Another time, they both sat chatting innocently inside his car, a beautiful Hispano Suiza that was being kept in storage in his barn. “He talked about his past, the people he loved, the war and The Old Guitarist (one of his most famous paintings, depicting a frail figure – perhaps mirroring his own fears about death?). Nothing happened there, he didn’t touch me at all.”

Amusingly, she admits she did not understand every word he said – “he had a strong Spanish accent,” she laughs.

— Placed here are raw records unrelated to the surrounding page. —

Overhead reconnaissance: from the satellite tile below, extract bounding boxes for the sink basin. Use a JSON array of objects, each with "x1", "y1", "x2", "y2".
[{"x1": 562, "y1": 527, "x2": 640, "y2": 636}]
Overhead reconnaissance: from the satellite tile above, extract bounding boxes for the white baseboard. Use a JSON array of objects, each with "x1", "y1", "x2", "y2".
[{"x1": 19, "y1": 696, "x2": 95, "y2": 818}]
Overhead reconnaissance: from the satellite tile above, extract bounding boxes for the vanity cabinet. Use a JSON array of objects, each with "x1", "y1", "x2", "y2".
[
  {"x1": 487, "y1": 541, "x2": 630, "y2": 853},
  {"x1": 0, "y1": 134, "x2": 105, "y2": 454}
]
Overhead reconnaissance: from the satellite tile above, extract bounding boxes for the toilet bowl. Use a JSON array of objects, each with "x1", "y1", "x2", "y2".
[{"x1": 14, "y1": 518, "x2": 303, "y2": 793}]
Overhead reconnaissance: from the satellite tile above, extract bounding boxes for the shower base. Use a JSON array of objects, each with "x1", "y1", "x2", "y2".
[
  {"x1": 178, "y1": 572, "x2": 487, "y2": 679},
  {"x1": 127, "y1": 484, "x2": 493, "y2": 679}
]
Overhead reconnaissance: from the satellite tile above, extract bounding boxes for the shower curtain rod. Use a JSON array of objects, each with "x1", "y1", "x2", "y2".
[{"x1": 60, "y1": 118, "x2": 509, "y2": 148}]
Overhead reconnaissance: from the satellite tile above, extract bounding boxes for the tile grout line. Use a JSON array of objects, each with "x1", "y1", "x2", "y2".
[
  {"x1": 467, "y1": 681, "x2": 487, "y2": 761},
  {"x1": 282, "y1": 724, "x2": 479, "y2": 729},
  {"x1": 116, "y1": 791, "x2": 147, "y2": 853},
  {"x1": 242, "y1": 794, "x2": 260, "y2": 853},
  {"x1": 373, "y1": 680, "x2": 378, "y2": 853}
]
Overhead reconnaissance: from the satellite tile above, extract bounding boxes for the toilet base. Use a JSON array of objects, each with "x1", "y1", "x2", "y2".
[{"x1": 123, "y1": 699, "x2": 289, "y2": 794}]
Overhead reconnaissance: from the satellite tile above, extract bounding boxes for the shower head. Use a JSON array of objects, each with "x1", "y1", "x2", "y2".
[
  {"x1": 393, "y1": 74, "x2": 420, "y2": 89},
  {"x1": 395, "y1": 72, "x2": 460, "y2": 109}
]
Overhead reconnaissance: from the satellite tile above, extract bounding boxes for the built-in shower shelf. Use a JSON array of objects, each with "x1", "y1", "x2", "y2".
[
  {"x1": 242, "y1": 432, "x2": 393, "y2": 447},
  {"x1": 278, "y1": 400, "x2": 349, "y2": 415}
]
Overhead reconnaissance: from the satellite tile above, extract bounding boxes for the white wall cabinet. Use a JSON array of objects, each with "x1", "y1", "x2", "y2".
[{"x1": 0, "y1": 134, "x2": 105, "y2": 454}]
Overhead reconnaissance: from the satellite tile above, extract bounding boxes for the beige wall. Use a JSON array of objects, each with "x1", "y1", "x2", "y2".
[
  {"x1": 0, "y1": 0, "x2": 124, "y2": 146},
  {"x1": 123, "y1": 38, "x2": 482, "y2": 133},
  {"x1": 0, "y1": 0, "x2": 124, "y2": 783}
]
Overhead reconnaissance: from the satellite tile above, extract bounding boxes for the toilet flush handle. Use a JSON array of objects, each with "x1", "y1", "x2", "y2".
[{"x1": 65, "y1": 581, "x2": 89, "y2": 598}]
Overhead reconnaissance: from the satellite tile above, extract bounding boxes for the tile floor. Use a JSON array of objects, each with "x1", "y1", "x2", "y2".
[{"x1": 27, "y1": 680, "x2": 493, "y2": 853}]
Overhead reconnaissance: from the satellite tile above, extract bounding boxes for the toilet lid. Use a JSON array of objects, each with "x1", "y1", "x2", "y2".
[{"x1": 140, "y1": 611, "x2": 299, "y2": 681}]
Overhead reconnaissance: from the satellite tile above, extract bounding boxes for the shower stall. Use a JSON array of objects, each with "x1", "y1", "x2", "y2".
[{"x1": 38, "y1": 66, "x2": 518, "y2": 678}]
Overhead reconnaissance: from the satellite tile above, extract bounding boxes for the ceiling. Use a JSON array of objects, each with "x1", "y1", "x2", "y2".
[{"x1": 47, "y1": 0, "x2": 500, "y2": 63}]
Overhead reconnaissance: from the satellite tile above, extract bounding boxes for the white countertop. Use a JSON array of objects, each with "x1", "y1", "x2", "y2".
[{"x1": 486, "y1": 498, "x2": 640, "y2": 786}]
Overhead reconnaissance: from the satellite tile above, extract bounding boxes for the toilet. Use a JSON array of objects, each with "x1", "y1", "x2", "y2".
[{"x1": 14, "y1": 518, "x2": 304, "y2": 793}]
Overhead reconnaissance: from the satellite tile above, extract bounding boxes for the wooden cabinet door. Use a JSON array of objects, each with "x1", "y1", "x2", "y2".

The suggestion that Picasso might have been a paternal figure of sorts sits well with her - “like his spiritual wife,” she adds grandly. “He is still here with me in my work. He is very close to me.”

Despite suggestions that he fell in love with her, she says they were never in a relationship, but such is the undying fascination with the artist and the inextricable link between them that Sylvette is the subject of a new book about her career and her time with Picasso.

Written by art critic Lucien Berman, ‘Sylvette David/Lydia Corbett, Ceramics, Painter and Sculptor in Clay’, the book explores her career and Picasso’s pervading influence over her.

As Berman points out, Sylvette is the only woman along with Françoise Gilot who survived as artists in their own right “the intense regard, the fierce genius and passion that was Pablo Picasso”.

Sylvette David/Lydia Corbett and Lucien Berman will be attending the book launch at Dartington’s Great Hall on September 15 at 7.30pm.